The World Health Organisation warned west Africa's Ebola-hit nations today that the epidemic was spiralling out of control and could spread to other countries, causing "catastrophic" loss of life and severe economic disruption.
WHO chief Margaret Chan told the leaders of Guinea, Sierra Leone and Liberia at a regional summit the response to the epidemic had been "woefully inadequate", revealing that the outbreak was "moving faster than our efforts to control it".
The leaders were in the Guinean capital Conakry to organise the deployment of hundreds of extra medical personnel as part of a USD 100 million emergency response to an epidemic which has claimed more than 700 lives.
The plan will also bolster efforts to prevent and detect suspected cases, urge better border surveillance, and reinforce WHO's sub-regional outbreak coordination centre in Guinea.
"If the situation continues to deteriorate, the consequences can be catastrophic in terms of lost lives but also severe socio-economic disruption and a high risk of spread to other countries," Chan said. She described the outbreak as "by far the largest ever in the nearly four-decade history of this disease".
"It is taking place in areas with fluid population movements over porous borders, and it has demonstrated its ability to spread via air travel, contrary to what has been seen in past outbreaks," she told the summit.

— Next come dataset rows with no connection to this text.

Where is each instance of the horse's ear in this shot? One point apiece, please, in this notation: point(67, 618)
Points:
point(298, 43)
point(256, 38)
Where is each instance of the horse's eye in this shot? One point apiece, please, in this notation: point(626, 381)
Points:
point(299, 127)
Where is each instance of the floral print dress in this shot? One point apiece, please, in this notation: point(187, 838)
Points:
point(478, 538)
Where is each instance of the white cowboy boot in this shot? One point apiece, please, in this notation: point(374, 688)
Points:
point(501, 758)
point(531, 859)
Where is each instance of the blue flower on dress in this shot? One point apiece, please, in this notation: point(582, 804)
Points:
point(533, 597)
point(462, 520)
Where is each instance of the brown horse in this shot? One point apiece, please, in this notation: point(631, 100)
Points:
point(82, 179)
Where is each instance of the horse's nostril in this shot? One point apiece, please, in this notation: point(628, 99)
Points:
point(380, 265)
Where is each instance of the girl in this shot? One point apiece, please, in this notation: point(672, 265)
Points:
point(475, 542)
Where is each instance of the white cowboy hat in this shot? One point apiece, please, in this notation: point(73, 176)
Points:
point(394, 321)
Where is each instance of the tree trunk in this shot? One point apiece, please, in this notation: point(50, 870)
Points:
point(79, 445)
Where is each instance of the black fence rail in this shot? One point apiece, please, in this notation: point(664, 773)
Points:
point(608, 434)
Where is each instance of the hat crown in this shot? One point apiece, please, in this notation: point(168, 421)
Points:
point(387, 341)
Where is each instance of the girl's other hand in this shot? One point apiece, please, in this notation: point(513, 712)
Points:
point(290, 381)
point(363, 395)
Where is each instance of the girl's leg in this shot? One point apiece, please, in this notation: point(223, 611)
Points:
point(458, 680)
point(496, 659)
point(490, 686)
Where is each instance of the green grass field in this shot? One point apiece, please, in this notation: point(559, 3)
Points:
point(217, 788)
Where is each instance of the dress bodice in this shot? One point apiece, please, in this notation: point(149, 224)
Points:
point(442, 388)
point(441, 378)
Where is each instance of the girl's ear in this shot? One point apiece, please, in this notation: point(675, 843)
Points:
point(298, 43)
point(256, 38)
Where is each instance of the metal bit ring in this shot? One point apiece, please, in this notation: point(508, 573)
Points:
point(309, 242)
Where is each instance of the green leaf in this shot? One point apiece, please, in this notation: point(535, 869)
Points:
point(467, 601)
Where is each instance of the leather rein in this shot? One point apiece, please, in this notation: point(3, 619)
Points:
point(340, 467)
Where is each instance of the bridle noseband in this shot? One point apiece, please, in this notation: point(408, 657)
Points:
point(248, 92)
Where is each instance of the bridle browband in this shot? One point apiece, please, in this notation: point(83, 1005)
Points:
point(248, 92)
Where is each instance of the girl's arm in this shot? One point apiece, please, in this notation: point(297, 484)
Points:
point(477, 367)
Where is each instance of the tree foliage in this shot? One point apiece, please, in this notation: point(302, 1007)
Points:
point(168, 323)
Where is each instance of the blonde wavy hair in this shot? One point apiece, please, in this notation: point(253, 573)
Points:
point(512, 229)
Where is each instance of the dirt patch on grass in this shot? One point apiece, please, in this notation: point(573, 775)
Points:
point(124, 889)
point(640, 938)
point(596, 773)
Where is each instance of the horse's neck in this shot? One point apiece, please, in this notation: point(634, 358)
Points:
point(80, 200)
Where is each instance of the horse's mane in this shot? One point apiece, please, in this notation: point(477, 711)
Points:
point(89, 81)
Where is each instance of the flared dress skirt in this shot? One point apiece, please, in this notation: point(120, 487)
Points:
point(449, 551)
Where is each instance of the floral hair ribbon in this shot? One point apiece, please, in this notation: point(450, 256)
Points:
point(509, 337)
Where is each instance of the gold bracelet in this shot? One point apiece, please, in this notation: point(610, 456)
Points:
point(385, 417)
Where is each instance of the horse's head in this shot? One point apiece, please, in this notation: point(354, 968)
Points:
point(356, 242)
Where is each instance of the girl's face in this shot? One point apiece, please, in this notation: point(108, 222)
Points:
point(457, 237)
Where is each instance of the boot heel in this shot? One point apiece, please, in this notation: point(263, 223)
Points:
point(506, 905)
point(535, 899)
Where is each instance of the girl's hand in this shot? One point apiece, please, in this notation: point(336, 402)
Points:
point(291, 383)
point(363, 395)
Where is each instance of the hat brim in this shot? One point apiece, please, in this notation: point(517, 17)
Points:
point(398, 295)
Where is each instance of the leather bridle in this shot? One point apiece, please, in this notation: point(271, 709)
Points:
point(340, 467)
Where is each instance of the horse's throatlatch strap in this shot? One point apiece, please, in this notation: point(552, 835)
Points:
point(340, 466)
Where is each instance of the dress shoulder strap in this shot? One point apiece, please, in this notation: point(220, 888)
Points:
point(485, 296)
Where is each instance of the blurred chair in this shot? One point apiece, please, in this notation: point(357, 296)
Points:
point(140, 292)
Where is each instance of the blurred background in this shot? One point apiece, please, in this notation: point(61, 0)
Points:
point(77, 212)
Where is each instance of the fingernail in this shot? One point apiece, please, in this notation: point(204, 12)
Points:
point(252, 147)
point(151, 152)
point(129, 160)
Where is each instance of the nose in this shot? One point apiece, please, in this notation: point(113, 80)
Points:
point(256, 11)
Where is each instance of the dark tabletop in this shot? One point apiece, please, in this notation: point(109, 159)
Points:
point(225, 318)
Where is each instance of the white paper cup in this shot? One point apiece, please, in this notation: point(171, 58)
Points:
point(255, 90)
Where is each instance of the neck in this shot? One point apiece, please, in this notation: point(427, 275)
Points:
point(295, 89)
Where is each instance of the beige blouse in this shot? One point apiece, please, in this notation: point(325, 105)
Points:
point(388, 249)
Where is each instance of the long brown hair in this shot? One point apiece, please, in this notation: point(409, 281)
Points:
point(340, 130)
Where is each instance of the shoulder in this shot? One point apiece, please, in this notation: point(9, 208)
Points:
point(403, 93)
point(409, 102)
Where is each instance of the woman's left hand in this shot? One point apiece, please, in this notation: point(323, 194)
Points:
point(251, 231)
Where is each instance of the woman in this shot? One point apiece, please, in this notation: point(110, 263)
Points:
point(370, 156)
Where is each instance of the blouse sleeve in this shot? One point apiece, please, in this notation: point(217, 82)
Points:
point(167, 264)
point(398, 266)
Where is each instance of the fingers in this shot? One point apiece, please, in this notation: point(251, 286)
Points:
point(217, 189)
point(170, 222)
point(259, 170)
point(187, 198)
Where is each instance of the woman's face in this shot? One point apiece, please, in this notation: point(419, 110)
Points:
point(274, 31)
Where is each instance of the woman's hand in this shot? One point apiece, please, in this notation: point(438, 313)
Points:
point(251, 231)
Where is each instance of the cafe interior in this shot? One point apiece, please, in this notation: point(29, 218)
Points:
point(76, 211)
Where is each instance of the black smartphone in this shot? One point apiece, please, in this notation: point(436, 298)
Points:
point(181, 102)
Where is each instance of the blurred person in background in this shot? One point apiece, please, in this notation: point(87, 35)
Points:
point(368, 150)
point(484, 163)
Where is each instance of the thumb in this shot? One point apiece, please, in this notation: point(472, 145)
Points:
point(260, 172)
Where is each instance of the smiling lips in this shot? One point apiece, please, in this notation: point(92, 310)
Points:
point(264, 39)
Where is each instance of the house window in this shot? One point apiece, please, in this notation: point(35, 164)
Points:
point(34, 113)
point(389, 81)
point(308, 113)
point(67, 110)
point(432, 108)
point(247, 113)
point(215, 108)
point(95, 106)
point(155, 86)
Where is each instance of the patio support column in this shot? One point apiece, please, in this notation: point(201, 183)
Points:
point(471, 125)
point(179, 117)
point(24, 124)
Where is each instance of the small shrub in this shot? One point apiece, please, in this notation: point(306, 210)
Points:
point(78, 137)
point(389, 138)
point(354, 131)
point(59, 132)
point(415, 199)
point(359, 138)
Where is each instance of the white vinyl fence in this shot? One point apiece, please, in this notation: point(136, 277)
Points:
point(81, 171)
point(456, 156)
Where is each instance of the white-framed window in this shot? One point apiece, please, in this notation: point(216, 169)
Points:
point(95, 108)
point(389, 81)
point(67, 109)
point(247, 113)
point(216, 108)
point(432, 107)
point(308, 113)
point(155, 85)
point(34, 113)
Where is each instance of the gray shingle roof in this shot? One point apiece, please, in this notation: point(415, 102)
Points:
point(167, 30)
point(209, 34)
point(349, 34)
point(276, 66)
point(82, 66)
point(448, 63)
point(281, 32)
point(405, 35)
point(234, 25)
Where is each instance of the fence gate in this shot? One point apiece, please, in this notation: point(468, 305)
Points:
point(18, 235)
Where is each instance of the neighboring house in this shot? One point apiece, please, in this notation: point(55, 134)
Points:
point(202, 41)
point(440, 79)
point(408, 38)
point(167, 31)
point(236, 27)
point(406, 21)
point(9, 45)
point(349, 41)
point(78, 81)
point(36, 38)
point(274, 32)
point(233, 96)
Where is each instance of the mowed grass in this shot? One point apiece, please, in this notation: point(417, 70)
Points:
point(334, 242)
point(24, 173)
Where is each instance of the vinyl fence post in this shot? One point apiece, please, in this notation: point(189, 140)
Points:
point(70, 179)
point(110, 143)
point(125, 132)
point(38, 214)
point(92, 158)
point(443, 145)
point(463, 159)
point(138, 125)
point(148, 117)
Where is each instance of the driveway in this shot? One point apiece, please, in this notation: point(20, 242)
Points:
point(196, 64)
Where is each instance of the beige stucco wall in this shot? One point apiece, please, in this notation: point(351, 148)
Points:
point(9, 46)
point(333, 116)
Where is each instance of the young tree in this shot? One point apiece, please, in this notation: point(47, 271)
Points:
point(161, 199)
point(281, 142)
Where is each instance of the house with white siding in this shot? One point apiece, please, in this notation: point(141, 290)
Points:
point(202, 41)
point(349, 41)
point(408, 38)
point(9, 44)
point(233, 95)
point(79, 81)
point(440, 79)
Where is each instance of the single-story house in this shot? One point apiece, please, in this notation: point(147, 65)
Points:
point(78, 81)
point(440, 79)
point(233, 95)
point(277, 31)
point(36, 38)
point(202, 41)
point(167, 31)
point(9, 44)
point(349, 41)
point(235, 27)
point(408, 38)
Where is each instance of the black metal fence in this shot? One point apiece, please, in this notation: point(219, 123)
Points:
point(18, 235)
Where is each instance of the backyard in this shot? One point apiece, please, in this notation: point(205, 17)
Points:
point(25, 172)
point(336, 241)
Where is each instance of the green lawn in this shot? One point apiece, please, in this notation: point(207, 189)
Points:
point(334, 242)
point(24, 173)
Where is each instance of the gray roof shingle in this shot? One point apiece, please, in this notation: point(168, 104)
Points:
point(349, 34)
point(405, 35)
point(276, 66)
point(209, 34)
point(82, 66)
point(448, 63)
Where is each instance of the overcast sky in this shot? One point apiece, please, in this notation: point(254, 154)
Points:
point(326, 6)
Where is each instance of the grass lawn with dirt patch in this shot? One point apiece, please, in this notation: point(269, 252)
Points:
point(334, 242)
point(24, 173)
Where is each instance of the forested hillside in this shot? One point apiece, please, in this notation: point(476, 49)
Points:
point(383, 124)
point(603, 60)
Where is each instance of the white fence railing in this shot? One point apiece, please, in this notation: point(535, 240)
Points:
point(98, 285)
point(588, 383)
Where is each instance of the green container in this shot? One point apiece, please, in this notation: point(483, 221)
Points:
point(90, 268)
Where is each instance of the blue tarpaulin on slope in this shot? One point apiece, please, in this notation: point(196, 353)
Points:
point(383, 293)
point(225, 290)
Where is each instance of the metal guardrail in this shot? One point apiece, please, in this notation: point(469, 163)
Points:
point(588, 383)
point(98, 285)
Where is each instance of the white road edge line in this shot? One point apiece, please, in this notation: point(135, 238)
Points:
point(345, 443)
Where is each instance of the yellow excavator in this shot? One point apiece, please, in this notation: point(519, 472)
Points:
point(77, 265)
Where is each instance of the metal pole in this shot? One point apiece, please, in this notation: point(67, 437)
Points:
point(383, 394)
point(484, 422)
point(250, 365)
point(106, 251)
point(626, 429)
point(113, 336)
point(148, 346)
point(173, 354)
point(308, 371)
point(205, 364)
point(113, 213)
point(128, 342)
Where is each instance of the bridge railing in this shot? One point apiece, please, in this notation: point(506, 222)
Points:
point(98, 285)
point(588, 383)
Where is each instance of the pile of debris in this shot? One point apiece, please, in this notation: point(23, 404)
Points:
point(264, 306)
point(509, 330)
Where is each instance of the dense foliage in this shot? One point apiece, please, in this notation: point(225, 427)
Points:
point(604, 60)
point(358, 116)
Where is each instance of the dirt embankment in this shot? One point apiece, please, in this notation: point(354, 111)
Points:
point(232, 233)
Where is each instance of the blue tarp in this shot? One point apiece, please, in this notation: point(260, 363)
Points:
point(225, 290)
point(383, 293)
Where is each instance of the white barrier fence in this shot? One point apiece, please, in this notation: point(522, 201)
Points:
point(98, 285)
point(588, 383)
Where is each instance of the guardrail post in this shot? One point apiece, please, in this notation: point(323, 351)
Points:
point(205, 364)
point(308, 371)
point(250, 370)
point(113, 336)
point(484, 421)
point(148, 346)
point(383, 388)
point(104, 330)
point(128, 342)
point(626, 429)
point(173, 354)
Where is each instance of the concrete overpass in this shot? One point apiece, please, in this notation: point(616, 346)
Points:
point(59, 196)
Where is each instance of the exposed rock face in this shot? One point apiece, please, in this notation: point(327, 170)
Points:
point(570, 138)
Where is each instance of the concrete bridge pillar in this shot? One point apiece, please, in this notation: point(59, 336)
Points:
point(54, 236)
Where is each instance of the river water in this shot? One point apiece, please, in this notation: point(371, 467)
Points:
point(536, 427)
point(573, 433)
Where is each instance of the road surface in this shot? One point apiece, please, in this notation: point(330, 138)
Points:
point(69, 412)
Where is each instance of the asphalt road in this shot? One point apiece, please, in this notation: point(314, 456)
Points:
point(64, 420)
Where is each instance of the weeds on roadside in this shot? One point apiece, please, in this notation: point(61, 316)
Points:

"Cases are occurring in rural areas which are difficult to access, but also in densely populated capital cities. This meeting must mark a turning point in the outbreak response." The meeting came after Dubai's Emirates became the first global airline to announce it was suspending flights to the stricken area while the United States, Germany and France issued warnings against travel to the three African countries.
Meanwhile Nigeria quarantined two people who had "primary contact" with a man who died of Ebola in Lagos last week as west Africa battled to tame the outbreak. The WHO raised the death toll by 57 to 729 on Thursday, announcing that 122 new cases had been detected between Thursday and Sunday last week, bringing the total to more than 1,300.
"Current numbers of national and international response staff are woefully inadequate," Chan said, revealing that 60 health workers had died treating patients in the outbreak.